ここで、賃金の決定や賃金制度の見直しで大切なスタンスとしては以下の2つではないかと、私は考えています。

■ 社長が納得して、その賃金を従業員へ支払えているか?
■ 従業員に説明することができる賃金となっているか?

社長が納得して、その賃金を従業員へ支払えているか?」というのは、社長の考えが賃金制度に反映されているのかということであり、「従業員に説明することができる賃金となっている」と言えるのではないでしょうか。

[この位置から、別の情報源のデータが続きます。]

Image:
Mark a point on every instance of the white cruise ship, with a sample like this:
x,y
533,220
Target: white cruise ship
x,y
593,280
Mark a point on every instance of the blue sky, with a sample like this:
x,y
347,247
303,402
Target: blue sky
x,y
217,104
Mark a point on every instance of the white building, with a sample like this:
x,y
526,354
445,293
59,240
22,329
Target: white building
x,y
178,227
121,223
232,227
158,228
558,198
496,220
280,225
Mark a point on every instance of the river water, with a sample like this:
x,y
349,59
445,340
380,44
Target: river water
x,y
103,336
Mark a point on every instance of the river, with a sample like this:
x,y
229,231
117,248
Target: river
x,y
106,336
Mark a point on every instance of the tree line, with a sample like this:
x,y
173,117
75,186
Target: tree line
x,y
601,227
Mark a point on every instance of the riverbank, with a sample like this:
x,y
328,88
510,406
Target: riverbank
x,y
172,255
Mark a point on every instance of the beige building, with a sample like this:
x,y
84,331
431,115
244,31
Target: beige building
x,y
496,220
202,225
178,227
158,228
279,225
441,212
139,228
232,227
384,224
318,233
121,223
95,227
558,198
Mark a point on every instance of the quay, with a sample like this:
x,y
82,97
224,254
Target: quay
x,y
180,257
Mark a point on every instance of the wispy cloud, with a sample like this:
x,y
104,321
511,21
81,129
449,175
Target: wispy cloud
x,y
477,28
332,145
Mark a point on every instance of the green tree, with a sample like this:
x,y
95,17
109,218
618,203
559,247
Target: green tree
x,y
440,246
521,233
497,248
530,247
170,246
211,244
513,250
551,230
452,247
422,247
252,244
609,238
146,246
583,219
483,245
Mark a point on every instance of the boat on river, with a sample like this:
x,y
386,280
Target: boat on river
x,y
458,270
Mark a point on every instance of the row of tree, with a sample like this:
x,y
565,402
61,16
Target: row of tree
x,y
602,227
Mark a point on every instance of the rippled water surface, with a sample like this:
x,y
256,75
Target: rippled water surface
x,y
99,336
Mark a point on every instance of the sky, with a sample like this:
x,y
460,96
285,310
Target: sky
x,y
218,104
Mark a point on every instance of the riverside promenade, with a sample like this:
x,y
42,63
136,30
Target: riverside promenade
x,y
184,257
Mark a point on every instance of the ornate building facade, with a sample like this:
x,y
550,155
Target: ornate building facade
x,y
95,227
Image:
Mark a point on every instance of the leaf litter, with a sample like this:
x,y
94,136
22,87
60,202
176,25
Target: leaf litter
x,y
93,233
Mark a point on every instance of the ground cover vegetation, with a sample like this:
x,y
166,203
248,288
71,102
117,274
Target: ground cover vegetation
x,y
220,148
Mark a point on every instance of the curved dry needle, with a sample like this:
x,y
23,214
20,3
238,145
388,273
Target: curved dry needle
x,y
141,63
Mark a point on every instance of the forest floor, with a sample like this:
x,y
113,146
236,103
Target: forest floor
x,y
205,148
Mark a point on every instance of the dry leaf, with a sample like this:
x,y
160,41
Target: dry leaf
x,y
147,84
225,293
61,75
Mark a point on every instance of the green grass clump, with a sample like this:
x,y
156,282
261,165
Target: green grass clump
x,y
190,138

これならば、実現することは可能です。

「すべての従業員が納得」とまではいかないものの、従業員が理解することができる仕組みにはなります。この”理解”できるということがポイントです。理解できれば、”従業員の中に社長の考えに共感する方も増えてくる”でしょう。結果として、従業員が納得する賃金制度になるのではないでしょうか。

社長の思いを賃金制度に反映させ、説明できるようにしましょう。」ということなのですが、それはどのような視点で考えればいいのでしょうか。これは以下の7つの視点が参考になると思われます。

① 年齢や家庭環境(家族構成)
② 勤続年数
③ 経験年数
④ 外部の賃金相場
⑤ 役割や責任の大きさ
⑥ 職務難易度やその内容
⑦ 仕事の成果や結果

これら7つの視点について、ポリシーを考えてみてください。例えば、「役職にない一般の従業員については、経年による職務能力(=勤続年数)によって、違いがあるため定期昇給をさせるような基本給とする」というように考えることができます。このような視点を従業員を階層や職種に整理して考えてみると、どのような仕組みにしたいかということが見えてきます。
賃金に適切な格差がある方が従業員のモチベーションやエンゲージメントに好影響があったとする調査結果もあります。この格差をどのようにつけるのか?という判断は、経営者だけができることです。格差は何を経営者として従業員へ求めているのかというメッセージの現れです。

ただ、賃金制度を作るにあたっては、これ以外にも考えることは数多くあります。次回は”水準”にフォーカスして、賃金を考えたいと思います。